Segregation of the sexes is still a live social custom in the UAE. It is not uncommon to see separate entrances and waiting areas for men and women. I’ve encountered this many places to include the Immigration and Emerites ID offices, the medical clinic and there are even separate mosques for men and women to pray. It perplexes me a bit because Emerati women are already covered and the sexes almost always see eachother if inside the same venue. In my opinion, the only place where separate areas was truly necessary was at the Emerites ID office. Some of the ladies removed a layer or two of their adornments to take ID pictures. In this case, the separate areas eliminated the possibility of a man seeing an Emerati woman while “indecent”. That’s understandable.
When we took my son to see a doctor at Khaleej clinic, we were met by signs directing visitors towards two separate entrances; one for men and the other for women. The problem is that we were together, coming as a unit regarding the care of a minor. Where was the entrance for that I wondered. We entered through the appropriate doors and I took my son with me. Once inside, I could hear my husband explaining to the desk attendant that he wanted to be reconnected with his wife and son. He was given permission to join me on the lady’s side. After he checked us in we were directed to have a seat and wait to be called. As we approached the waiting area, I noticed there were two adjacent seating areas, separated by a thin, slightly transparent partition. Each side of the partition was labeled with a printed 8.5×11 sign. In a fun, blue font with rounded corners, one sign read, “Women’s Waiting Area” and the other, “Men’s Waiting Area”. Huh? I thought in a moment of clear confusion.

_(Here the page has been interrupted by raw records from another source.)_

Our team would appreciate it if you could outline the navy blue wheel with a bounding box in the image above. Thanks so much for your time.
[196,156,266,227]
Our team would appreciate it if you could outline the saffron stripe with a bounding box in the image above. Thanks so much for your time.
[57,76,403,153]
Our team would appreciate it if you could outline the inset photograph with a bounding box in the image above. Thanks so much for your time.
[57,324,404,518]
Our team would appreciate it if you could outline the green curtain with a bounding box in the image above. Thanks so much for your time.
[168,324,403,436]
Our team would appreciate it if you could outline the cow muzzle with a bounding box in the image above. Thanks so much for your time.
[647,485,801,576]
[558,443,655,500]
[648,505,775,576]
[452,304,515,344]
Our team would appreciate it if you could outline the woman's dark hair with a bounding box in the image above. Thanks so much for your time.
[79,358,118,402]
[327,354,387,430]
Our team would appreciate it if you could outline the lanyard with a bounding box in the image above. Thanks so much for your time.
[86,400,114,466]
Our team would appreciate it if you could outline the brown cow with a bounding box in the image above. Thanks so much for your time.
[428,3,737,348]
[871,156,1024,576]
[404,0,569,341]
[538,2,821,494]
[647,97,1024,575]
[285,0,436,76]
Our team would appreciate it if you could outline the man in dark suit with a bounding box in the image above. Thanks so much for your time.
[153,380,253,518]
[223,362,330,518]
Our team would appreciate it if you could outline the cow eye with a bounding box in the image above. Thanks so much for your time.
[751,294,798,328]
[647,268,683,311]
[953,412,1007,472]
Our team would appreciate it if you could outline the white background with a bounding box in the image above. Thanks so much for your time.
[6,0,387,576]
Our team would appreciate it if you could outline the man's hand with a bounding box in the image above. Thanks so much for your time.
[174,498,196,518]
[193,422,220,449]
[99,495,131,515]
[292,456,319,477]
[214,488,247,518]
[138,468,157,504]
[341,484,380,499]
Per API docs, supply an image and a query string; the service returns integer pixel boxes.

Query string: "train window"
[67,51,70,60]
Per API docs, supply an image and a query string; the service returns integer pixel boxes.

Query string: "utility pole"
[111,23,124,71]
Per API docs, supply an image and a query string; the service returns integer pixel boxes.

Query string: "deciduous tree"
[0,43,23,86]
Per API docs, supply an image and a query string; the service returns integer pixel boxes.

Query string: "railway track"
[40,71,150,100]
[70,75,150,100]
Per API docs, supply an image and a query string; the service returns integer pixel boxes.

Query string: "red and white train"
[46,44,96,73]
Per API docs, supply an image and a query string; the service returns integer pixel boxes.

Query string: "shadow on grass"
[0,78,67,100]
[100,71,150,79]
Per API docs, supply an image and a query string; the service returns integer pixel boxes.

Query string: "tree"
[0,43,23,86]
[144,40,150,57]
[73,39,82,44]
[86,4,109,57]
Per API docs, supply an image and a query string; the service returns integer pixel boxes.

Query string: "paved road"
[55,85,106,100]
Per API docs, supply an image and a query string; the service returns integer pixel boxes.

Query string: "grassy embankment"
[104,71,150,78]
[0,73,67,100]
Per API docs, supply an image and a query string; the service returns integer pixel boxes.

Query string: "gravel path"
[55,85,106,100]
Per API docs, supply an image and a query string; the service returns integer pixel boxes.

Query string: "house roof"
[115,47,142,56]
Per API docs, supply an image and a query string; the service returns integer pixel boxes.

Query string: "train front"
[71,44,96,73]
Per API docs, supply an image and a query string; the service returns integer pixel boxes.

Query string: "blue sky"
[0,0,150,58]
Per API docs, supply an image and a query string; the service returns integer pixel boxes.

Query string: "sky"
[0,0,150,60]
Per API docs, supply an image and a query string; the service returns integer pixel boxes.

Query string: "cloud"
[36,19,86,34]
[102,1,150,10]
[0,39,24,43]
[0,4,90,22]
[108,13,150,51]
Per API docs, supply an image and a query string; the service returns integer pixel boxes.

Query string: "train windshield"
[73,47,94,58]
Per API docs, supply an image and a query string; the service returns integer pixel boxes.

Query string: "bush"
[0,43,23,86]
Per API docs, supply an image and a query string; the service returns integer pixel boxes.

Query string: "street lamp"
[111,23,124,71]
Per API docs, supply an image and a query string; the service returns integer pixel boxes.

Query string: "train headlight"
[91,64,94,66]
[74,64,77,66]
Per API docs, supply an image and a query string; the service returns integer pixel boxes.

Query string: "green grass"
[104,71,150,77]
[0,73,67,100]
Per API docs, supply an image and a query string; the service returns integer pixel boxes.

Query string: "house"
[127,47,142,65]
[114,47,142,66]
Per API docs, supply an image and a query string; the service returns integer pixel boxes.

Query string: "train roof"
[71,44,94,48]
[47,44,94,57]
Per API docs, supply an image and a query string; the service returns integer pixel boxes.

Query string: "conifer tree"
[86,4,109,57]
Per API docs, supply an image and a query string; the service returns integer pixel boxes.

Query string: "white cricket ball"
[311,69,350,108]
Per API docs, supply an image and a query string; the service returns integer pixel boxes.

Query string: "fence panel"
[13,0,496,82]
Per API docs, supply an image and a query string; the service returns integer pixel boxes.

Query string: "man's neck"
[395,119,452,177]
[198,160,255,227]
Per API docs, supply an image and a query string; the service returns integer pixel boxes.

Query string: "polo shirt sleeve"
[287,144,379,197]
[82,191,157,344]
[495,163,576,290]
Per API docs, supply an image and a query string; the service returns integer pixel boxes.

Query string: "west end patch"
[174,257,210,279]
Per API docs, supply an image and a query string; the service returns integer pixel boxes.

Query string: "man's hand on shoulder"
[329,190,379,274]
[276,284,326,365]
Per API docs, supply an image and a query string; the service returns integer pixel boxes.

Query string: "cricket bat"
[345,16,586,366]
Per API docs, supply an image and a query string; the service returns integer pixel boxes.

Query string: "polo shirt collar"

If each side has a separate seating area for men and women, why did it matter which door we entered through? *shrugs* We chose seats and began to wait.
We were the first to be seated. Shortly thereafter, I looked up and several Emerati women, covered by hijabs and abayas, approached the seating area. We could only see their eyes and the soles of their shoes. One sat down for about 30 seconds and then quickly retreated to a corner with the others. Within a few minutes of them leaving a nurse came over to speak with us. We thought she was calling us back to have the baby seen so we started preparing to leave the area. Instead she told us to move to the other seating area. My husband, who’d already been told that it was okay for us to sit together, expressed opposition. The nurse persisted and explained that it was okay for us to sit together but only in the male section. We were seated together in the female section. Begrudgingly, we moved and here’s why…First, the directions should have been clearly stated from the moment my husband made the request to be seated with me. Second, their women are covered. What was he going to see sitting five feet away from them that he couldn’t see sitting ten feet away from them?
Clearly, the women had gone to complain about us being seated together in the female section. But what was it really about I wonder. Were they simply sticklers for the rules? Did they have a problem being near my dark skinned husband? Or were they so self important that they believed he took pleasure in eyeballing their all black garments? At this point, I will never know but at least I understand clearly what the conditions are to be seated with my husband.